By the next day, the solver had been integrated, directly animating the screen display and communicating its status to the calling BASIC program through a return code in memory. I used a table of screen pointers to do the screen update, so it only took a few cycles. The net impact on speed was less than 5%, so I decided not to bother with an option to turn it off. Besides, having something interesting to watch makes subjective time go much faster!

I sent the integrated program to Scott for his trials, and he made some suggestions about both the animation and the (lack of) preservation of the grid upon return to the editor from the solver. I made both changes, and cleaned up the program further, including adding a grid consistency check so that the solver won’t try to solve a grid whose "givens" violate the rules.

I then turned to "packaging" the first version of the program for release, and to writing this article.

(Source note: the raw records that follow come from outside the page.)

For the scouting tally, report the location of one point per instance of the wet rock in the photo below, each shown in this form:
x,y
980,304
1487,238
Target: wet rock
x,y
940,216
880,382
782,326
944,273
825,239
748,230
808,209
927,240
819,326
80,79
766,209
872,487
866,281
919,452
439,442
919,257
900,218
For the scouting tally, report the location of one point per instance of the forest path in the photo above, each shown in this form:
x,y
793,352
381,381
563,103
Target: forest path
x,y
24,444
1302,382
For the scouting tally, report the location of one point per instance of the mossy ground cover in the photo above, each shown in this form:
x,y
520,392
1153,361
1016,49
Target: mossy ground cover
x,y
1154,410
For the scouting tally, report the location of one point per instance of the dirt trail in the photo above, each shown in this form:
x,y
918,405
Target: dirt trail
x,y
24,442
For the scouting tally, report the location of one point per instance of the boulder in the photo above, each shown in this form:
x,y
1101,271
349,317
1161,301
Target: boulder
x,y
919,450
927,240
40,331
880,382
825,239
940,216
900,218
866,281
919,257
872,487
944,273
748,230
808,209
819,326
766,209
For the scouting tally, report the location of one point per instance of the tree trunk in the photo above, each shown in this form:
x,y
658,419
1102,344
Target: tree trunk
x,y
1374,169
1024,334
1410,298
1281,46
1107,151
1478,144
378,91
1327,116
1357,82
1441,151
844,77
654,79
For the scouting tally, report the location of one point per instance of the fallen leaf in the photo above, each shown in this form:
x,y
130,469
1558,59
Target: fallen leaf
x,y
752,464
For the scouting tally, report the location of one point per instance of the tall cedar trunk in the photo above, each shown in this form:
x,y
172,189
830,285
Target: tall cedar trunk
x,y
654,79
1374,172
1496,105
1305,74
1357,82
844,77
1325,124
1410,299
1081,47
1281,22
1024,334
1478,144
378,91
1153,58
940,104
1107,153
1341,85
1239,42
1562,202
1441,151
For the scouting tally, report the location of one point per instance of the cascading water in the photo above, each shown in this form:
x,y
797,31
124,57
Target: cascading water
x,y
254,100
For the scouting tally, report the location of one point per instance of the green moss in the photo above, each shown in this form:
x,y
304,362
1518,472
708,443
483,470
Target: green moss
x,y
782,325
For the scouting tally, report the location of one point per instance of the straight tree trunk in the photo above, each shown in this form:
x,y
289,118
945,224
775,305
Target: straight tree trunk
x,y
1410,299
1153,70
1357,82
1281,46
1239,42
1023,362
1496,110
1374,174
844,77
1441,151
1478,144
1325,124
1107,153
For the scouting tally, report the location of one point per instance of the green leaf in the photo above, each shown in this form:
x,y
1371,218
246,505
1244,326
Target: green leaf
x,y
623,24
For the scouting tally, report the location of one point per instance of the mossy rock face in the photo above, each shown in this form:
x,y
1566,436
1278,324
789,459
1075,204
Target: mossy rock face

As often happens when reviewing what you have done, you discover things forgotten—in this case, I had forgotten to include a command to print the puzzle grid! So that led to another quick turn-around, and brought us to the first release point.

There were several optimizations that we considered but didn't make in the first version, and some more ideas were contributed on comp.sys.apple2 after the first version's release. Anton Treuenfels in particular made several suggestions for optimization, and Paul Schlyter suggested a version that did not require a 65C02 or 80-column firmware. So I decided to develop version 2.0 to run on all Apple IIs and incorporate some optimizations.

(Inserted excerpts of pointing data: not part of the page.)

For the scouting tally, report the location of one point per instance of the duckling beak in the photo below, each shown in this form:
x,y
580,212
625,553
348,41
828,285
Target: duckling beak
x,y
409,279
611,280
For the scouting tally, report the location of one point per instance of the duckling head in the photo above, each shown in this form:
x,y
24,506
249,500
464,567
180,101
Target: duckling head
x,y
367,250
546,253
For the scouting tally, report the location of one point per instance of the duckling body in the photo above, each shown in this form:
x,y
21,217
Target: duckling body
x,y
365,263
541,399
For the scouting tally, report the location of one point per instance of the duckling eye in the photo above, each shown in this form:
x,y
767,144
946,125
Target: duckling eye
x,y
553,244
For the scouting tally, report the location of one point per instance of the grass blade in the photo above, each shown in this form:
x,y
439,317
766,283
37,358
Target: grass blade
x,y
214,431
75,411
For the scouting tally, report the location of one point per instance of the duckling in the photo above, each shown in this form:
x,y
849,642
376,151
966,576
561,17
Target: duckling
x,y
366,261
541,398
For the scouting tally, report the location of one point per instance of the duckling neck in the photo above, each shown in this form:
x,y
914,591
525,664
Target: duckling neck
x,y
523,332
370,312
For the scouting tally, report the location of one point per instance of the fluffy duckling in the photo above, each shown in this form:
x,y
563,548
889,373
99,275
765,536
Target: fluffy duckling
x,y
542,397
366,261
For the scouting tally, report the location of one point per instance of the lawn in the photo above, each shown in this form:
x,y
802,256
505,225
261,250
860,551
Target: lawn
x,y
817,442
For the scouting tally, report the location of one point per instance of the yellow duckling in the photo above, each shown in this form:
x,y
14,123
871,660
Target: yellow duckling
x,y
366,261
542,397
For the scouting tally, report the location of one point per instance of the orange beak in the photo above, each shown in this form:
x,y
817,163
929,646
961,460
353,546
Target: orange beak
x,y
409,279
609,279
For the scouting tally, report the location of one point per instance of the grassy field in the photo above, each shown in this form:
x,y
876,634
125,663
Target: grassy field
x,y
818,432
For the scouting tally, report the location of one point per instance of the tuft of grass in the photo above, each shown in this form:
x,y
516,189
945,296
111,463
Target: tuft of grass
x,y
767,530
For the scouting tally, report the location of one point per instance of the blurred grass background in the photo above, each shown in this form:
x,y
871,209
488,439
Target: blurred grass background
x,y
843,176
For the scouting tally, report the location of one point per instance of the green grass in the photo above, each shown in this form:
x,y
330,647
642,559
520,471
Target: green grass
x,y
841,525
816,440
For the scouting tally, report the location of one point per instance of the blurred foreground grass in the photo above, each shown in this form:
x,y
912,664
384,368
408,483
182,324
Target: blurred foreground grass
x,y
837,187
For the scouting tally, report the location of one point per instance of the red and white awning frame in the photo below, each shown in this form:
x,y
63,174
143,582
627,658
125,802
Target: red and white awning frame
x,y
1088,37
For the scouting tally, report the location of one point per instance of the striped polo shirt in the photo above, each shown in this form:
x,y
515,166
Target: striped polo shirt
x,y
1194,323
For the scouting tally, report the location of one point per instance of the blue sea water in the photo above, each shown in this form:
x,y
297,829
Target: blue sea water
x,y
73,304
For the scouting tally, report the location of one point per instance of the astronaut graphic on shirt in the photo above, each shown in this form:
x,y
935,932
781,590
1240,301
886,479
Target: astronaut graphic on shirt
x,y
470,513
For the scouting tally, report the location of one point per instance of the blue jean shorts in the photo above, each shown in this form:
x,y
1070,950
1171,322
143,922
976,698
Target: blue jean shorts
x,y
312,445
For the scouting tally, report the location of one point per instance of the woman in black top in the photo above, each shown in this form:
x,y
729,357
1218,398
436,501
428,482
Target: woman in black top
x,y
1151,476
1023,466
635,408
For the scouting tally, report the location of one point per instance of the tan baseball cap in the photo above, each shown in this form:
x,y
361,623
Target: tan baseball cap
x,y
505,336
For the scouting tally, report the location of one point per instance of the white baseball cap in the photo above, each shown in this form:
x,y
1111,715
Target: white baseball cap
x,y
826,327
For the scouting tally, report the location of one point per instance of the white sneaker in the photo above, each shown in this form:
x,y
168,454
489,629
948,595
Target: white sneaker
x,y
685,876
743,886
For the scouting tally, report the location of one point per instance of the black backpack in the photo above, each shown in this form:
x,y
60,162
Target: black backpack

I realized that my aversion to code modification had prevented me from making some changes to increase speed, and I decided to see what lifting this restriction could do. I also traded more space for time, by page-aligning the 'bits' stack and making the frame a whole page, wasting 94 bytes per frame, but speeding up address modifications. The 'count' bit-count table was also page-aligned for similar reasons. I also took Anton's suggestion and added a table of pointers to rows of the 'others' matrix, eliminating the multiply-by-24 code and enabling both shorter rows (no sentinels) and entries that were pre-multiplied by 2. In version 2.0, I used address modification in 'setbox' and 'select', the real time-consumers, to simplify the code and reduce register juggling. I also added a table for multplying an index register by 2 into the other register, which saved some time.

Although it had nothing to do with the solver speed, I added a machine-language routine to paint the grid on the screen, making interaction much faster on a 1MHz machine. A short routine to clear the bottom 3 lines of the screen was also added to remove the dependency on the 80-column firmware's "clear to end of screen" control character.

The net impact of all the solver optimizations was a little more than an 18% speedup--which almost makes this a case study in why "technical" optimizations should be left to the end. The payoff for a significant amount of code change was much less than a factor of two. Of course, there may still be gold left to mine...

From here on, it’s up to you—have fun!